Prenons un exemple. Dans Les lumières de la ville, Charlot tombe amoureux d’une jeune aveugle, décroche l’argent qui permettra à sa protégée de recouvrer la vue. Arrive la scène finale. L’héroïne, en attente de son sauveur, l’observe derrière la baie vitrée (mur symbolique) de son magasin de fleurs. Il n’a jamais paru si misérable mais elle n’est pas émue. Un clochard, pathétique et comique, est chahuté par les vendeurs de journaux ? Elle rit. C’est qu’elle voit tout en ayant sombré dans une cécité intérieure. Le film a tourné autour d’une mise en rêve, le réveil précipite les protagonistes dans la mauvaise surprise et le désenchantement. Toute la scène déploie un suspense et une émotion maximalisés, que Nysenholc lie en amont à l’enfance orpheline de Chaplin, à cette mère internée (dans un foyer abandonné par le père) qu’il a libérée et emmenée en Amérique mais qui, dans sa folie, ne peut voir ce que son fils réussit, est devenu, est.
En filigrane, la trajectoire de Chaplin (1889-1977), le self-made-myth [2], des premiers pas (à cinq ans !) sur les planches anglaises aux tournées qui le mèneront aux States. Une trajectoire fulgurante qui le voit briller dans les courts-métrages de Mack Senett dès ses vingt-cinq ans mais en cerner illico les limites, créant son personnage de Charlot ou s’imposant comme scénariste puis metteur en scène de lui-même. Ce qui n’est rien encore ! Il s’affranchit des grands studios et s’érige en artiste indépendant, déploie une puissance créatrice sans équivalent (hormis Griffith). Après la sortie du Kid en 1921, ayant déjà sa place au panthéon du cinéma, il pourrait se contenter d’assurer mais il met le cap grand large, alignant les perles (La ruée vers l’or, Les temps modernes, Les lumières de la ville), jusqu’à enterrer son personnage (Le dictateur, 1940) ou en cerner la fin de cycle (Les feux de la rampe, 1952).

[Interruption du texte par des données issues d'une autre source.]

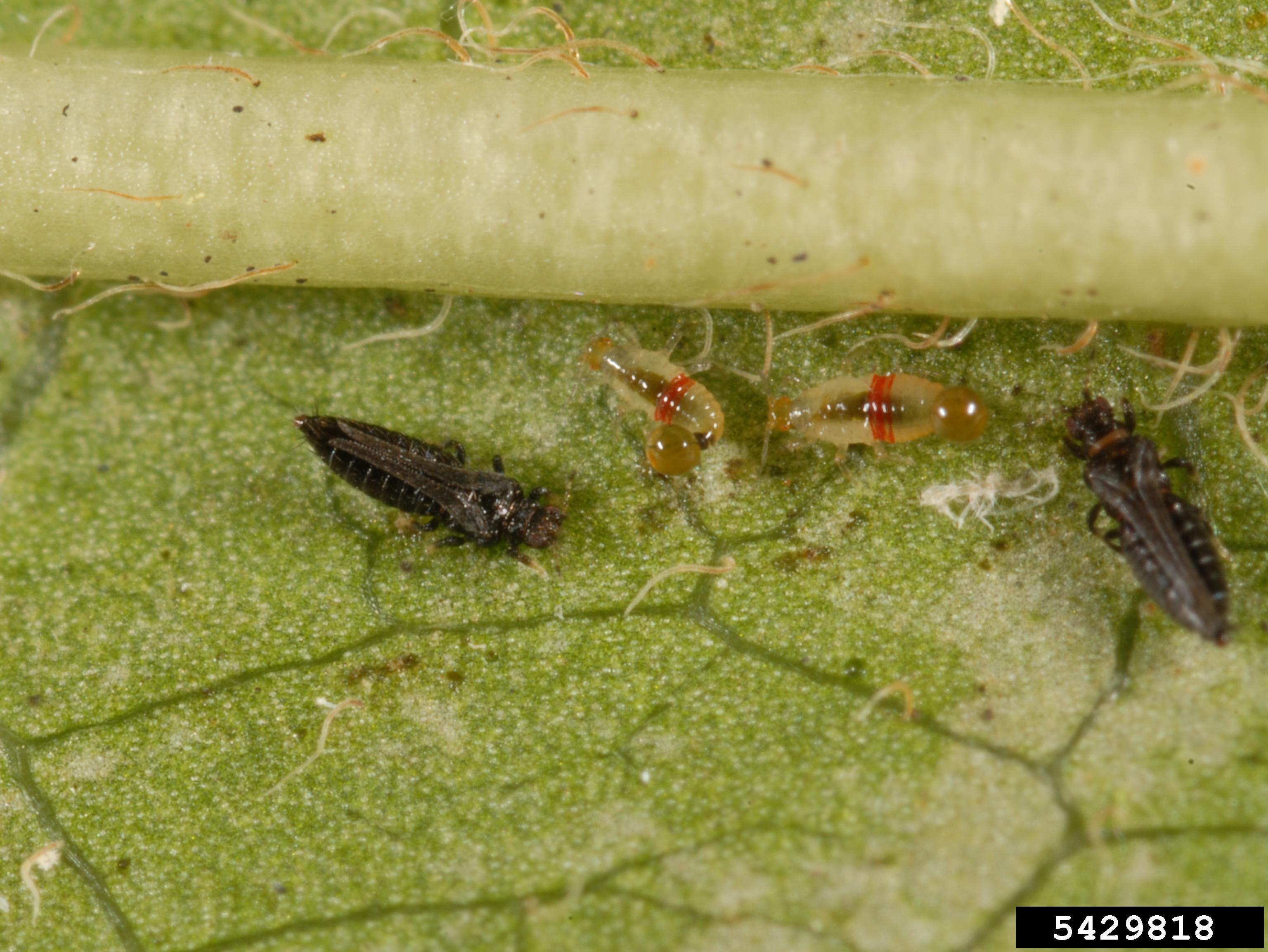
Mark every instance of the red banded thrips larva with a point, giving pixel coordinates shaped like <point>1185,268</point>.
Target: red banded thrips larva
<point>882,409</point>
<point>1167,542</point>
<point>688,418</point>
<point>426,480</point>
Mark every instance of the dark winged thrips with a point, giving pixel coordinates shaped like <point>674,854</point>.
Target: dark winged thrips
<point>426,480</point>
<point>1167,542</point>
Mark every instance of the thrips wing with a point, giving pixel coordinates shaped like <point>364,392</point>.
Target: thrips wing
<point>1154,513</point>
<point>432,480</point>
<point>429,458</point>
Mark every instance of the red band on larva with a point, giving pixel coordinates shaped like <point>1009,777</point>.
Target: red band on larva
<point>880,410</point>
<point>667,404</point>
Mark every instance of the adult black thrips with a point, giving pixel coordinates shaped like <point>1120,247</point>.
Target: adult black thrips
<point>426,480</point>
<point>1167,542</point>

Avant de se réinventer comme cinéaste, jusqu’à La comtesse de Hong-Kong (1967).
Nysenholc fait flèche de tout bois. Tantôt il évoque des films oubliés/négligés, comme L’opinion publique (1923), dont il révèle la modernité, l’influence sur la comédie américaine, Lubitsch. Tantôt, il creuse les distorsions entre Chaplin et Charlot : le premier, « tiré à quatre épingles », tempes grisonnantes et vie privée tumultueuse, haï parfois/souvent quand son double est adulé de la Russie au Japon, en passant par l’Europe ou l’Amérique. Plus loin, il explore les rapports de Chaplin avec la judéité ou les racines gitanes, tordant le cou à des rumeurs pour dégager d’autres pistes ; avec Brecht ou Hitler (son dobbelgänger ?), la France ou l’écriture, etc.
En conclusion ? Un essai aux allures d’œuvre globale, aux sillons trop nombreux pour être approfondis par cette recension. Une osmose Chaplin/Charlot/Nysenholc à couper le souffle : l’auteur fait corps avec son/ses personnage(s) depuis des décennies et y arcboute le meilleur de lui-même pour tendre vers une leçon de vie généreuse et empreinte d’idéal.
In fine, nous sommes interrogés quant à notre humanité et aux moyens de nous y investir loin de la médiocrité, de l’égoïsme, du clanisme. Ah, vouloir être, comme Chaplin, citoyen du monde, émancipé mais dans l’empathie avec qui souffre, construit, rêve, quels que soient l’âge ou le sexe, l’ethnie ou la confession, la catégorie sociale ou la couleur de peau !
[1] À côté de ses essais, des pièces de théâtre et un très beau récit, Bubele, l’enfant à l’ombre (réédité dans la collection « Espace Nord »).
[2] Expression du biographe José Augusto França.